There's even concern that repeated cortisone shots might damage the cartilage within a joint.
Joint replacement surgeries come with complication risks which ultimately lead to the need to have more invasive procedures.
But, there is good news…
By actually addressing the true cause of joint health and making the natural lifestyle changes required to reverse it, research now proves that it is possible to build stronger joints at any age.
The natural way to support healthy joints combines nutrition, daily activity and fall prevention.
Next comes eliminating the lifestyle factors that compromise joint health, such as inactivity.
Finally, eating more foods that contain joint-building nutrients – which can help you decrease joint pain and regain strong, mobile joint structures quickly.
In a nutshell it’s lifestyle modification.
Bottom Line: Having Joint Pain Is Not A Death Sentence To Your Mobility Or Your Freedom – You Can Do Something About It.
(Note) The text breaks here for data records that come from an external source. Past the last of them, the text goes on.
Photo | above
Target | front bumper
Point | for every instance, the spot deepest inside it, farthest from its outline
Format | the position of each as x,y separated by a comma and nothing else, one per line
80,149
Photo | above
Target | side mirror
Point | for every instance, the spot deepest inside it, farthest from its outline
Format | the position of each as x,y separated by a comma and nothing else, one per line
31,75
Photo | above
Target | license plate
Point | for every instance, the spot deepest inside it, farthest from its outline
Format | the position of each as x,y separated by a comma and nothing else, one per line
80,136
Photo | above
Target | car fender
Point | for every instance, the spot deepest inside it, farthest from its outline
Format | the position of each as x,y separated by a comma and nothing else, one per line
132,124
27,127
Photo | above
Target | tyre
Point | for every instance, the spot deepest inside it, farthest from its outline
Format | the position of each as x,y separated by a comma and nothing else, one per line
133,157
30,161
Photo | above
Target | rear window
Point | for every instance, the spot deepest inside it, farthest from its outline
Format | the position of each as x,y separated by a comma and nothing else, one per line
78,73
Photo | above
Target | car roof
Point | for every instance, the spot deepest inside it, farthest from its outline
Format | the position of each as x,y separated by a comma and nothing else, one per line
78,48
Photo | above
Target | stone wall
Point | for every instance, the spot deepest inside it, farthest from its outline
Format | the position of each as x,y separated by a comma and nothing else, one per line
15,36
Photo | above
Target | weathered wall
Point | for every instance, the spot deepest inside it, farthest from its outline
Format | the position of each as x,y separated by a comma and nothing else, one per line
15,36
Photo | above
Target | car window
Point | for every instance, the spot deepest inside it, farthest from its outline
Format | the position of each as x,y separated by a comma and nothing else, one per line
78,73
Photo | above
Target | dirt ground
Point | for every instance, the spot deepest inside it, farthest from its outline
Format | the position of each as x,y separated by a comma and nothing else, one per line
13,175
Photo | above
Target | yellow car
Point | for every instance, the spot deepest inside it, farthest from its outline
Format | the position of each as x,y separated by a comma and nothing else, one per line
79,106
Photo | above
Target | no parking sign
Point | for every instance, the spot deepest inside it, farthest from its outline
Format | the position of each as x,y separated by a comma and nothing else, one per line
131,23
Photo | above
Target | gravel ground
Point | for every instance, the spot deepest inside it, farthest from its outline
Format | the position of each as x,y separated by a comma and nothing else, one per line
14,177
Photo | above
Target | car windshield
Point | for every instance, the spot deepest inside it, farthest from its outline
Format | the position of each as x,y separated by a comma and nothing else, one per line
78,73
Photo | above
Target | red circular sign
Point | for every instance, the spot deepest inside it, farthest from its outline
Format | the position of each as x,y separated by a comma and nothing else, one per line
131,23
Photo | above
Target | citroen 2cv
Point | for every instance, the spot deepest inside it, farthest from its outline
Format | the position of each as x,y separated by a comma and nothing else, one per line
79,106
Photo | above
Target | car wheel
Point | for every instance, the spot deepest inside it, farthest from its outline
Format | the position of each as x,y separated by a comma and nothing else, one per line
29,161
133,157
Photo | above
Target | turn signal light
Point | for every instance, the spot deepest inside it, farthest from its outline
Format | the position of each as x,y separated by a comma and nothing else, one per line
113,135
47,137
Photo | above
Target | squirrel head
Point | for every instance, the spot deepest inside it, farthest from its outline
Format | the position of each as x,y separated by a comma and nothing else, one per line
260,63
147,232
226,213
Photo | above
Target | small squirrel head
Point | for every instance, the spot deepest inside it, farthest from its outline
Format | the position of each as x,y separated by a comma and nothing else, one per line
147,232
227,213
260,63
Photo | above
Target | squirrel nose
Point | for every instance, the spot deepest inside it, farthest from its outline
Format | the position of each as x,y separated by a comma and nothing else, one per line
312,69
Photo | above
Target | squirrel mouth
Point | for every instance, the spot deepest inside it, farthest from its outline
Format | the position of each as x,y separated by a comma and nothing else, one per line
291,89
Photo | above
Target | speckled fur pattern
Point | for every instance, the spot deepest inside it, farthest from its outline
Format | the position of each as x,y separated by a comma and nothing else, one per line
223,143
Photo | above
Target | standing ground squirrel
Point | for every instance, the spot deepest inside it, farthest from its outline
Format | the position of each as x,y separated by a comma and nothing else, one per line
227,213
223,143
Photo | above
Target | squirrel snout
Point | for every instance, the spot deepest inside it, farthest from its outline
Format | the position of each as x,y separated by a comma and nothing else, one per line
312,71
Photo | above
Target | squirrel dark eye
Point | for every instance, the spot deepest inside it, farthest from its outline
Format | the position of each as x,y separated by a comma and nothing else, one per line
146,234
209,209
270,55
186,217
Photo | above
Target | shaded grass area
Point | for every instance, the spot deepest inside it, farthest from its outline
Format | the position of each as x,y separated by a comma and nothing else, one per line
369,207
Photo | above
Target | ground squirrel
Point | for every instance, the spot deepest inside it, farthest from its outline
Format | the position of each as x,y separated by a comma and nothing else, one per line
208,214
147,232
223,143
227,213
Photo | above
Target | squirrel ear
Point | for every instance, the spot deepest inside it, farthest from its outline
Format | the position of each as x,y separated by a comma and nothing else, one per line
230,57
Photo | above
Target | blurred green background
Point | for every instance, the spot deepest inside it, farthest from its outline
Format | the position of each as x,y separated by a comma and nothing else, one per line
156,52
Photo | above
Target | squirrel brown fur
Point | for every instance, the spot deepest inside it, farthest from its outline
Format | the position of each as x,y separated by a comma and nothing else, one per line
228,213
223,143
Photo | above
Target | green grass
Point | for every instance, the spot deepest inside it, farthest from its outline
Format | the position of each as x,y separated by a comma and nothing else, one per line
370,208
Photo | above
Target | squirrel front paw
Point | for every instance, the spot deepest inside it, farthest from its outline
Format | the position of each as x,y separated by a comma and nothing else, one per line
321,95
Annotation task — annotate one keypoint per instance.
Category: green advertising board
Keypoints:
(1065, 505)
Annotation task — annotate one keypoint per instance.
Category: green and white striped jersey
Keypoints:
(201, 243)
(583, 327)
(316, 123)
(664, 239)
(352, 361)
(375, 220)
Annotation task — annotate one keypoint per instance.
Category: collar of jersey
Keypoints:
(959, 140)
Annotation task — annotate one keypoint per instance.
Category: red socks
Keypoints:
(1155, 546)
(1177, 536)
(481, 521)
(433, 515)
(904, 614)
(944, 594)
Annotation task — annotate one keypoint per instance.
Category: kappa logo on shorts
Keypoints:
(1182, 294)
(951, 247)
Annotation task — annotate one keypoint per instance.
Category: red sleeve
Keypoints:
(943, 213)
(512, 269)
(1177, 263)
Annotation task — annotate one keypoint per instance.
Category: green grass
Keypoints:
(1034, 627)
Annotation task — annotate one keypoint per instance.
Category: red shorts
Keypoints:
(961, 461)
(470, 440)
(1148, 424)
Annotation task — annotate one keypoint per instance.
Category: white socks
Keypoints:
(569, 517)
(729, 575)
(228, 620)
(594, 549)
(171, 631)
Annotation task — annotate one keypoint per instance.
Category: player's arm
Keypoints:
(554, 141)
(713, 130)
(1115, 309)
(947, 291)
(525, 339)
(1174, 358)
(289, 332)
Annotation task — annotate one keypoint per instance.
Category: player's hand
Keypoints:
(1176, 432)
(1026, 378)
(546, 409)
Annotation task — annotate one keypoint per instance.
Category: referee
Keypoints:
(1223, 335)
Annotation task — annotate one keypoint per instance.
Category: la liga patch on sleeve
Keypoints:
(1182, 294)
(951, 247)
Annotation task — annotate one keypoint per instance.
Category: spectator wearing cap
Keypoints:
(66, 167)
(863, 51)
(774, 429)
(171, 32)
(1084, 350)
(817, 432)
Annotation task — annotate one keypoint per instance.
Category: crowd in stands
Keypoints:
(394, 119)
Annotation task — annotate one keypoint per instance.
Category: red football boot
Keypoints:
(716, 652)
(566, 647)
And when it comes to lifestyle modifications, nothing has been proven to be more miraculous than making this one simple dietary change…
According to new research, there is one breakthrough nutrient that researchers believe has the greatest potential for rebuilding joints and supporting healthy bones.
Imagine it…
Your joints could become so strong and pain-free that you won’t have to worry about getting that knee surgery…
Your body feels young again, and you are bouncing around like you did in your 20s...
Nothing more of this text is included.